My TomTom (affectionately called "Templeton" on occasion) informs me that I have arrived at 516 Spring Street. So why can I not find what I'm looking...

11:42 pm.
Still driving in circles within a half-mile radius, I'm sure. And...sleep.

12:15 am.
My things are loaded in. There are quite a few people sitting and chatting on the second story porch outside of my room. Maybe I'll say hello?

12:16 am.
Oh wait. One predominant male voice is discussing (lecturing, perhaps? Certainly not conversing - I only hear one voice..) the economy and taxes. At 12ish am? No thanks. I'll be an introvert tonight.

12:50 am.
Room complete. So homey. Perfect for solitude. Now do I move it all out before 10 am? Money issues...

12:59 am.
Wash hands. Face feels gross. Everything feels gross after sitting in a car with myself for nearly 6 hours. Need to wash face. Why not use the hand soap for my face? Who says I can't? My face is covered in skin just as my hands are covered in an outer layer of skin. Done. My face feels awesome. And smells like lavender. Sometimes rebellion is the best option.

1:35 am.
(1) Time for sleep. (2) I'd really like to write more, though.
Okay you win, Option #2.

1:36 am.
On the drive here, I had a hypothetical glimpse into my near future (some prefer to call this a "daydream"). In this daydream, I chose this solitary retreat to be one not just of solitude, but a vow of silence. My dorm room neighbors were fascinated by my quiet manner and eventually asked me to explain. I grabbed a piece of paper and wrote the words: "vow of silence. spiritual thing." The girls were intrigued and invited me to the beach with them where we never spoke words to one another, but instead shared in the bond of peaceful, wordless days on the shore.

Such 'saintly' daydreams. We'll see how that pans out.
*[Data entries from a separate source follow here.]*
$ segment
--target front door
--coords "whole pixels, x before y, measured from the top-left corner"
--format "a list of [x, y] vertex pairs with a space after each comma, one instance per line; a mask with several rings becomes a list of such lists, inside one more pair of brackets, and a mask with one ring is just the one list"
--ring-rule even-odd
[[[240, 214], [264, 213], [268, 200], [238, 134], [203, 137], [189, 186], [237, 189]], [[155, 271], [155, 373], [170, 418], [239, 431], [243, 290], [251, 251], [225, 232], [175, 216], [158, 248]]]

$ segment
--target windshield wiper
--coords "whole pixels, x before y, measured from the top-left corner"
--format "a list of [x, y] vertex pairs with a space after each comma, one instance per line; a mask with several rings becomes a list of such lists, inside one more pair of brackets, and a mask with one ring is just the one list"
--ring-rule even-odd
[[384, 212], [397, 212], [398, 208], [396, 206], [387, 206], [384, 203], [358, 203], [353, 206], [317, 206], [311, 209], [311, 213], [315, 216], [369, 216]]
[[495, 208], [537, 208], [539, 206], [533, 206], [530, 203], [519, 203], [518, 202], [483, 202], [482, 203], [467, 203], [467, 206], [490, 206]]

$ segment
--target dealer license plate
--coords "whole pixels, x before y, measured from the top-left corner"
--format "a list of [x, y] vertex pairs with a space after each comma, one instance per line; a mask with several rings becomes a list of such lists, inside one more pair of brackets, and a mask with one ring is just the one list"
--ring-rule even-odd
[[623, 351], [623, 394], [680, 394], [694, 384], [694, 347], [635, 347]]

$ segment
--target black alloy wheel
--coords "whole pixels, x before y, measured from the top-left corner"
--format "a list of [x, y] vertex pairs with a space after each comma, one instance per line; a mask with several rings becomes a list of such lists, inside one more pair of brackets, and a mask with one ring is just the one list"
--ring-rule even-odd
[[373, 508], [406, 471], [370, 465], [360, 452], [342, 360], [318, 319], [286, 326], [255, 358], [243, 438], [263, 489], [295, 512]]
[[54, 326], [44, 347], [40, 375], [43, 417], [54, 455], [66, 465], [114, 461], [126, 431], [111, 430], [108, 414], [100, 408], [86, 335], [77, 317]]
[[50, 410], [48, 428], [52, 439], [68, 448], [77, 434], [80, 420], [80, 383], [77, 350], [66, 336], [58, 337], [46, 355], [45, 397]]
Now I'm thinking it might not be a bad idea to spend my time in (1) silence. (2) Or mostly silence.
Option #2 again.

Okay sleep. Good night, me.


Lessons in Solitude: Reflections from a Vow of Mostly Silence.

I had been desperately craving to get away. Not in the usual wanderlusting-can't-stay-in-one-spot sort of way. I needed to be alone, to breathe without uttering words in conversation. It was a strange craving for someone like myself - someone that thrives off the words from good conversation, the verbal or non-verbal company of someone else. But it was undeniably a part of me and a part of me that I would soon remedy, given the first opportunity.
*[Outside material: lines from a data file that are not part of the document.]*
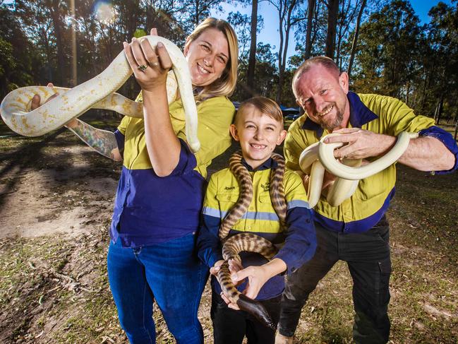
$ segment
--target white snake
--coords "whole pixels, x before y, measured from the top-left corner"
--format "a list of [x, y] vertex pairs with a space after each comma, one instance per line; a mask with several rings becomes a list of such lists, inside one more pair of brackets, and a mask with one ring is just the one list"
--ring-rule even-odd
[[[178, 83], [186, 114], [186, 138], [191, 149], [196, 152], [200, 148], [197, 109], [186, 60], [179, 48], [164, 37], [145, 36], [142, 39], [147, 39], [152, 47], [162, 42], [170, 55], [176, 81], [173, 77], [167, 78], [169, 103], [176, 98]], [[0, 114], [11, 130], [25, 136], [39, 136], [56, 129], [90, 108], [110, 109], [126, 116], [142, 118], [141, 104], [114, 93], [131, 74], [132, 70], [122, 51], [100, 74], [73, 88], [29, 86], [10, 92], [1, 102]], [[59, 91], [57, 97], [30, 111], [34, 95], [47, 99], [56, 91]]]
[[303, 150], [299, 158], [301, 170], [310, 176], [308, 183], [308, 203], [313, 208], [320, 199], [325, 169], [337, 177], [330, 186], [326, 199], [332, 206], [337, 206], [350, 198], [363, 179], [385, 170], [394, 163], [407, 149], [411, 138], [418, 137], [416, 133], [402, 132], [397, 137], [393, 148], [382, 158], [361, 166], [361, 159], [343, 159], [342, 163], [334, 158], [334, 150], [342, 147], [342, 143], [325, 143], [326, 137]]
This first opportunity arrived for me in the form of spring break. The studios & school that I teach for were all taking this break on the same week, hallelujah! I quickly began researching hostels on the east coast, found a cheap one in Charleston, and made my way there on the night of April 20. My car was packed and I had Ollie, the travel owl and my bicycle for company.

Once there, I made a list of vows for myself - vows of "mostly silence." My life is filled with people, talking, conversation, introductions. All beautiful things, but it is my belief that an excess of anything is in need of a break at some point.

And yes, I was at that point.

One of these vows required me to write as much as possible, ESPECIALLY when I wanted to talk about it instead. I frequently begin talking about issues and struggles before I really let them steep and sit and be meditated upon. I am not against talking to someone you trust about the things you go through, but I do believe I am at fault for too quickly speaking and not enough time spent in thinking things through first.

Which leads me to the point of this note: my journal gained a good number of ink-filled pages throughout the duration of my stay in Charleston. This week I plan to post the thoughts I feel most publicly appropriate - lessons learned in solitude. Lessons learned in steeping. Lessons learned in resting.

We'll keep it light and simple for the first couple of posts.